20. In any cause or matter (other than a criminal proceeding);
(a) If all the parties interested who are not under disability consent; or
(b) If the cause or matter requires any prolonged examination of documents or any scientific, technical or local investigation which cannot in the opinion of a Court or Judge conveniently be conducted by the Court though its ordinary officers; or
(c) If the question in dispute consists wholly or in part of matters of account;
the Court or Judge may at any time order the whole cause or matter or any question or issue of fact arising therein to be tried before an official or special referee or arbitrator agreed on by the parties or failing agreement before any official referee or officer of the Court appointed by the Court.
21.(1) In all cases of reference to an officer of the Court or to an official or special referee or arbitrator under an order of Court or Judge in any cause or matter the official or special referee or arbitrator shall be deemed to be an of the Court and shall have such authority and shall conduct the reference in such manner as may be prescribed by Rules of Court and subject thereto as the Court or a judge may direct.
(2) The report or award of any official or special referee or arbitrator or officer of the Court on any such reference shall unless set aside by the Court or a Judge be equivalent to a finding of fact by the Court.
(3) The remuneration to be paid to any official or special referee or arbitrator or officer of the Court to whom any matter is referred by order of the Court to whom any matter is referred by order of the Court or a Judge shall be determined by the Court or a Judge or by the Rules of Court.
22. The report or award of any officer of the Court or official or special referee or arbitrator may upon motion by any party after due notice to the other parties be made a judgment or order of the Court.
23. The Court or a Judge shall as to references under order of the Court or a Judge have all the powers which are by this Ordinance conferred on the Court or a Judge as to references by consent out of Court.”
3 Section 19bis also covers to some extent the same ground as the English RSC Ord 36 (See the Supreme Court Practice 1993 I 620-630).

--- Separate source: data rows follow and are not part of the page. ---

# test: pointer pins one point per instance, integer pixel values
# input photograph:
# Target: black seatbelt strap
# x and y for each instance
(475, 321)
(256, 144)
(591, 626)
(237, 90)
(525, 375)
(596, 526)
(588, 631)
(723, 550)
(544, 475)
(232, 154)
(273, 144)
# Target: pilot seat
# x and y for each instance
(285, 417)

The English rule is, however, wider in scope. Whilst under s19bis(1) the court may refer a matter for enquiry and report to a referee with the consent of the parties, the English rule confers the right upon the plaintiff on his own initiative to commence proceedings in the Chancery and Queen’s Bench Divisions as ‘official referees’ business’ without the need for an order of the court. In addition, the court in the Chancery and Queen’s Bench Divisions has the power to transfer proceedings to be dealt with as ‘official referees’ business either on the application of the party or on its own motion. In England a matter may be referred to an official referee for enquiry and report or the whole matter may be transferred to him. In the latter case, the court of the Official Referee has the same jurisdiction, powers and duties as a judge (RSC Ord 36 r4 (Erasmus, Superior Court Practice, at A1-38C).